Когда жители экономии ложились спать и летняя ночь окутывала все полумраком, Ферко усаживался во дворе на каком-нибудь перевернутом плуге или забирался на телегу и весь отдавался состоянию, которое житель степей на своем скупом языке характеризует так: «блажь нашла». Мягкий лунный свет озарял все вокруг, тихий ветерок пролетал над бескрайней степью, донося едва слышный таинственный шорох леса: все сияло, белел песок, блестели лемехи плугов, с далеких хуторов доносился лай собак. Чудесные мысли, таинственные желания рождались в это время в сердце мальчика, они приводили его в содрогание. Как бы изобразить все это на песке – и лай собак, и лунный свет, и шум леса?
Подолгу, не отрываясь, созерцал он все кругом: свет, озарявший стены дома, тени, отбрасываемые плугами. Тяжело вздыхая, он снова убеждался, что всего этого не передать на песке. Невозможно. И верно, терзавшие сердце малыша страдания были тягостны, ибо по временам он даже стонал.
Но так продолжалось лишь до той поры, пока старый батрак не угадал талант в молчаливом и замкнутом ребенке. Он заметил, что мальчик наблюдателен, а кому же, как не свинопасу, больше всего нужна наблюдательность? И в один прекрасный день, когда управляющий перевел бывшего свинопаса в батраки, старый скотник своей властью поставил Ферко на эту должность.
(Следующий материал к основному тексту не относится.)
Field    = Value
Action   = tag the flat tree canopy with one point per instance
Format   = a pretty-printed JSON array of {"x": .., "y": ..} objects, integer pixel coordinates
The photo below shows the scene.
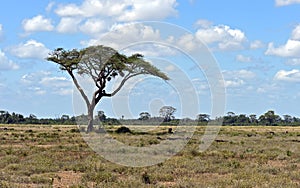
[{"x": 102, "y": 64}]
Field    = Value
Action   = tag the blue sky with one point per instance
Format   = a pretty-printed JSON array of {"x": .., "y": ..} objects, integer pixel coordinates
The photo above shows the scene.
[{"x": 255, "y": 43}]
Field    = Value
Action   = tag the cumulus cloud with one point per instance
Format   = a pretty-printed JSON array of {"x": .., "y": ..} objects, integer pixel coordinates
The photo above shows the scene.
[
  {"x": 93, "y": 26},
  {"x": 7, "y": 64},
  {"x": 223, "y": 36},
  {"x": 296, "y": 33},
  {"x": 290, "y": 49},
  {"x": 123, "y": 35},
  {"x": 242, "y": 58},
  {"x": 68, "y": 25},
  {"x": 256, "y": 44},
  {"x": 1, "y": 30},
  {"x": 237, "y": 78},
  {"x": 290, "y": 76},
  {"x": 37, "y": 23},
  {"x": 43, "y": 81},
  {"x": 286, "y": 2},
  {"x": 30, "y": 49},
  {"x": 145, "y": 9},
  {"x": 203, "y": 23},
  {"x": 293, "y": 61},
  {"x": 121, "y": 10}
]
С тех пор жизнь Ферко изменилась. Он перестал быть непутевым бездельником, который забирается в самую глушь леса, тайком выходит по ночам из дому, чтобы только поглядеть на луну. Он стал сознательным тружеником, самостоятельно зарабатывающим себе хлеб насущный.
В городе пьяного, что валяется в грязи, называют «свиньей». Если ребенок чумазый и руки у него в чернилах, то с легкой руки легкомысленных горожан и он «свинья». Однако свинья весьма степенное и довольно понятливое животное, заслуживающее того, чтобы за стадом присматривал серьезный и сознательный человек. С этим в деревне считаются, и поэтому батрачку вручают лишь тонкий кнутик, который ему по силам, а свинопасу дают сумку, большой кнут, палку с железным наконечником и нож с отменным длинным лезвием. Вещами этими в степи очень дорожат, но свинопасу их доверяют. Надо ж его чем-нибудь отличить от других и создать ему авторитет.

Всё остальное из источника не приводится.